In northeastern Liaoning province, a poultry farmer who had contracted pneumonia after coming into contact with dead chickens was being investigated despite initially testing negative for the virus and making a recovery.
 
Confirmation of human infections and fatalities in the world's most populous nation has raised the stakes for Chinese and global health authorities in battling the virus.
 
More than 60 people have already died of the H5N1 strain in Southeast Asia since 2003, with most of the deaths in Vietnam, Thailand and Indonesia.
 
Although human-to-human transmission has not yet been proved, scientists warn that continued contact between infected birds and humans might result in the virus mutating into a form that could be easily passed on between people.  
 
China has the world's biggest poultry industry, with billion of chickens existing in cramped conditions and close to humans, especially in rural areas.  
 
Adding to the danger is that three of the world's major bird migratory routes pass through China.
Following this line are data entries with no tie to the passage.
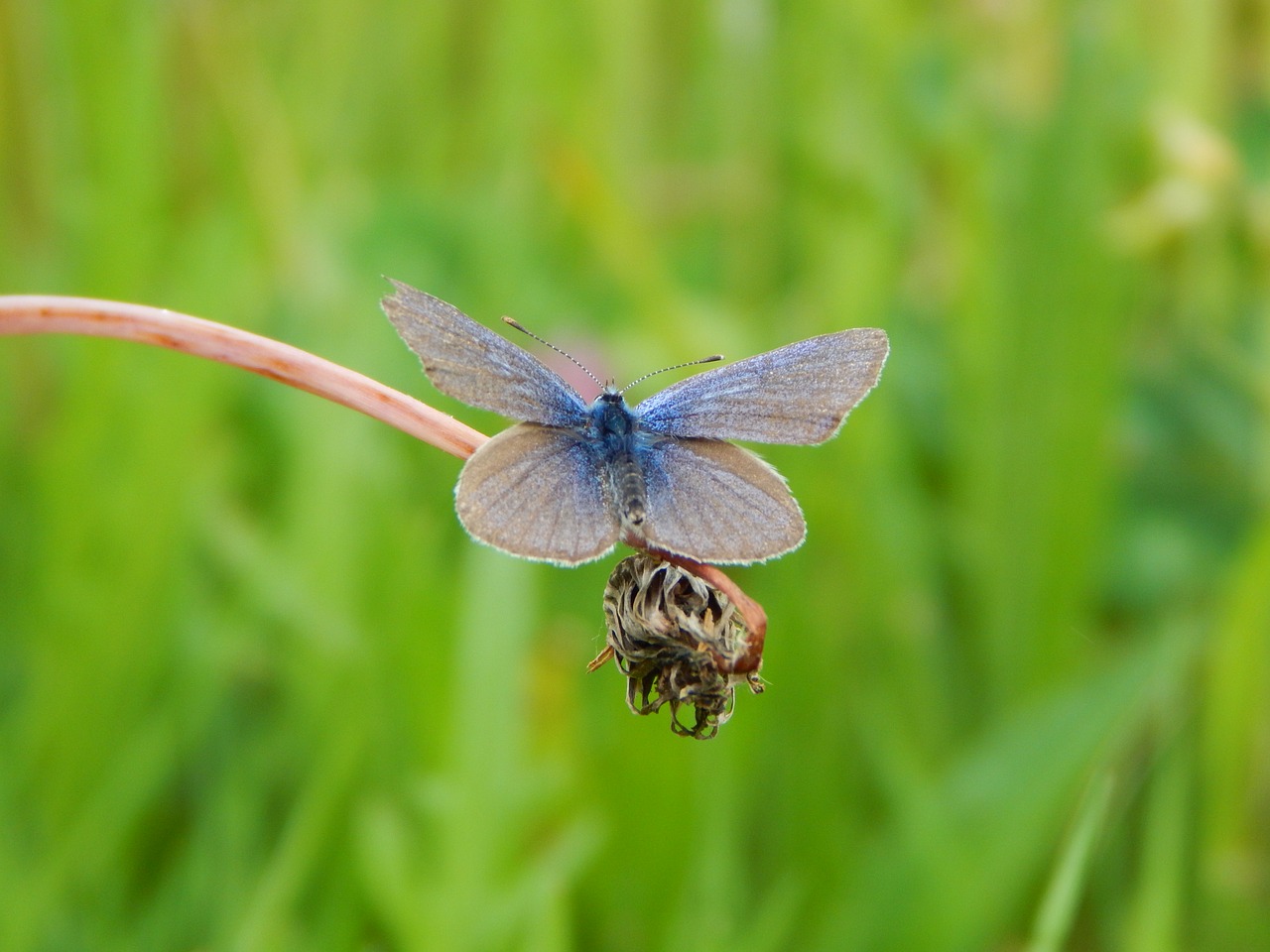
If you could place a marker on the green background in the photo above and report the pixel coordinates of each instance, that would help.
(259, 692)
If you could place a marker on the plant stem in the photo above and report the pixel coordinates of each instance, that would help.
(48, 313)
(42, 313)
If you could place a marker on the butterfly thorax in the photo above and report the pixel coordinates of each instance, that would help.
(622, 436)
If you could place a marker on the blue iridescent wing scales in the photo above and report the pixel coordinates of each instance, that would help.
(475, 365)
(797, 394)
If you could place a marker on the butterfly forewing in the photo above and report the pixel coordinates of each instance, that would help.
(539, 493)
(797, 394)
(476, 366)
(717, 503)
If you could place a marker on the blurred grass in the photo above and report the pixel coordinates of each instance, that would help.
(258, 692)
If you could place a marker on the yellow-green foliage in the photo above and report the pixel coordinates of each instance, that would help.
(259, 692)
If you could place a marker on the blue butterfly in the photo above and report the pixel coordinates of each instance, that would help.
(572, 480)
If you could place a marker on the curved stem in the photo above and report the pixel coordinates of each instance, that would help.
(44, 313)
(48, 313)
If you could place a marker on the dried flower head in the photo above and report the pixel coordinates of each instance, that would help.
(679, 642)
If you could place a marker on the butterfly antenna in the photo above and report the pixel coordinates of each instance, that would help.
(676, 367)
(516, 324)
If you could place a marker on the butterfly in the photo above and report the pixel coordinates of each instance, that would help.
(572, 479)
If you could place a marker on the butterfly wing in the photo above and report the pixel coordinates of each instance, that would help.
(717, 503)
(475, 365)
(797, 394)
(539, 493)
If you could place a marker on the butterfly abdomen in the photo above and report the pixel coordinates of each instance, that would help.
(619, 433)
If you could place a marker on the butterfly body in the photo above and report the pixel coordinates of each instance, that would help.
(572, 480)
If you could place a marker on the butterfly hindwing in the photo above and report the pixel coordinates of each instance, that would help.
(717, 503)
(539, 493)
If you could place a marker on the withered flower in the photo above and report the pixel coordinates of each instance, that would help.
(680, 642)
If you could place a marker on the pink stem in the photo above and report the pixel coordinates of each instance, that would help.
(753, 613)
(41, 313)
(45, 313)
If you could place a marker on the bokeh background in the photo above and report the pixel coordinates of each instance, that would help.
(259, 692)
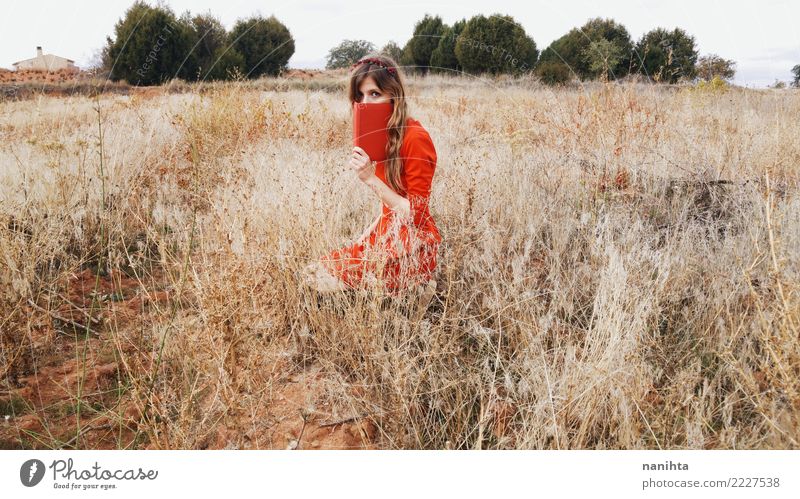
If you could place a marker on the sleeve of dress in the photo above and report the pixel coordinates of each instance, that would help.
(419, 164)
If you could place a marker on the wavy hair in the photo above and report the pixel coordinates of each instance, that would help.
(388, 79)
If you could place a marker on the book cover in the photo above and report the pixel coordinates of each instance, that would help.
(370, 122)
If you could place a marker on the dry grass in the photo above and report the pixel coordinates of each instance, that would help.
(619, 270)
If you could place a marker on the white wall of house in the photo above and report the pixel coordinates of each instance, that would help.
(45, 62)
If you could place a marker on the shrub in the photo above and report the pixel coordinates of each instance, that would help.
(495, 44)
(266, 45)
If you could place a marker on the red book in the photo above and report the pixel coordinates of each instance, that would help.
(370, 132)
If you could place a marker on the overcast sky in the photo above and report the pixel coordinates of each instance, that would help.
(763, 36)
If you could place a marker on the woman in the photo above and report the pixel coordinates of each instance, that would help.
(399, 248)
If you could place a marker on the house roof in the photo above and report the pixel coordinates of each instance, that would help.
(43, 55)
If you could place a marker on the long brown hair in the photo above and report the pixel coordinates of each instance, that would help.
(388, 79)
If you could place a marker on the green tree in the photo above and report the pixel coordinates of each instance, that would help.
(601, 56)
(667, 55)
(713, 65)
(216, 60)
(495, 44)
(347, 53)
(443, 57)
(150, 46)
(427, 33)
(266, 45)
(407, 59)
(572, 49)
(392, 50)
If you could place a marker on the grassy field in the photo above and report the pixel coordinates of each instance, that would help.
(620, 269)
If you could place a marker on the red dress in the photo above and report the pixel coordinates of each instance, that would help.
(398, 252)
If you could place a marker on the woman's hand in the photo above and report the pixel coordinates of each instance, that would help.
(362, 165)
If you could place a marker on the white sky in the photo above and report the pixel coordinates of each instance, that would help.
(763, 36)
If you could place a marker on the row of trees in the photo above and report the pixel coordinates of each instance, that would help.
(600, 49)
(152, 45)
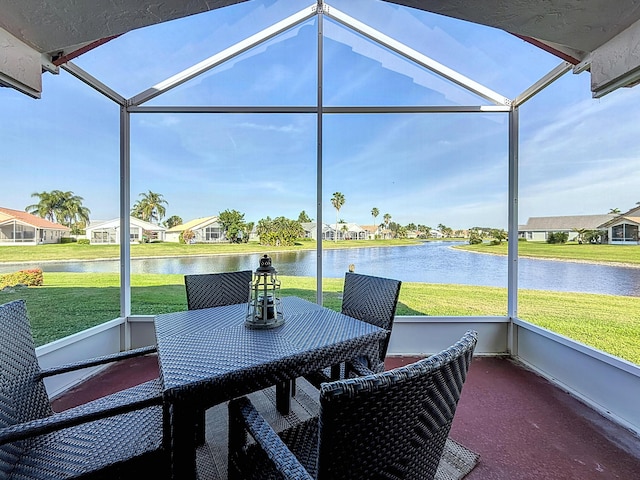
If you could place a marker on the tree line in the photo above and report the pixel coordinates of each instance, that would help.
(67, 209)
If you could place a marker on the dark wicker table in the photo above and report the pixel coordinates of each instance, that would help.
(208, 356)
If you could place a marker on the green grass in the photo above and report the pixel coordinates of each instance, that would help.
(71, 302)
(73, 251)
(622, 254)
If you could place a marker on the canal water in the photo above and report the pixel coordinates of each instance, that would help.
(430, 262)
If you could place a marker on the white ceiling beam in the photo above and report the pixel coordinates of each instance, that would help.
(416, 56)
(20, 65)
(94, 83)
(616, 63)
(543, 83)
(223, 56)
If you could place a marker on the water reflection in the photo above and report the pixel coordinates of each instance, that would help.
(433, 262)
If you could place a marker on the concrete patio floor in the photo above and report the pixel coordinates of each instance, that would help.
(522, 426)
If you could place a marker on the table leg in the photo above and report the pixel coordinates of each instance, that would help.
(283, 397)
(183, 443)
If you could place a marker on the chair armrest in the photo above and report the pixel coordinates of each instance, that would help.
(136, 398)
(357, 368)
(243, 417)
(114, 357)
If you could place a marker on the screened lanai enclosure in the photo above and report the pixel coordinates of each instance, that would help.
(405, 110)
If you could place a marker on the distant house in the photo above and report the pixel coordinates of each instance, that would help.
(348, 231)
(108, 232)
(206, 230)
(311, 230)
(539, 228)
(372, 231)
(22, 228)
(623, 228)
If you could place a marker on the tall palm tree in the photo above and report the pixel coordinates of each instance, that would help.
(46, 207)
(150, 207)
(374, 213)
(61, 207)
(71, 210)
(337, 201)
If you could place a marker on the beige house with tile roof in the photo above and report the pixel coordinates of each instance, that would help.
(108, 232)
(537, 229)
(22, 228)
(623, 229)
(206, 229)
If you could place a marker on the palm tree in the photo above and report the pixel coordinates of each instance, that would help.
(386, 218)
(172, 221)
(71, 211)
(61, 207)
(337, 201)
(46, 207)
(374, 213)
(150, 207)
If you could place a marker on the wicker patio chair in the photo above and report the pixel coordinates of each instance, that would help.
(118, 436)
(372, 300)
(392, 424)
(217, 289)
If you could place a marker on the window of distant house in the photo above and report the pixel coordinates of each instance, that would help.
(212, 233)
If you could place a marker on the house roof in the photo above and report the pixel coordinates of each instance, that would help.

Migratory birds are regarded as the main carriers of the virus around the world.  
 
Japan expressed concern on Thursday at the developments in its Asian neighbour.  
 
"I'm very worried that it may be a sign of bird flu spreading further," Chief Cabinet Secretary and government spokesman Shinzo Abe said.  
 
The government has undertaken massive efforts to control bird flu and on Tuesday announced the nation's entire poultry stock of 14 billion fowl would be vaccinated. Tens of millions of others have already been culled.  
 
In Liaoning, the scene of four of the outbreaks, farmers have also been banned from raising their chickens outdoors in an attempt to stop them coming into contact with migratory birds.  
 
In the capital Beijing, all live poultry and bird markets were shut down early this month.  
 
Bekedam praised the Chinese government's containment measures as "almost textbook".  
 
In an effort to reassure the nation, Premier Wen Jiabao said China would defeat the bird flu just as it overcame the Severe Acute Respiratory Syndrome crisis more than two years ago.  
 
China is stepping up efforts in studying the efficiency of traditional Chinese medicine to help prevent or control human cases of bird flu, Xinhua news agency said.  
 
The State Administration of Traditional Chinese Medicine has launched a working group to supervise and coordinate the study, according to the agency.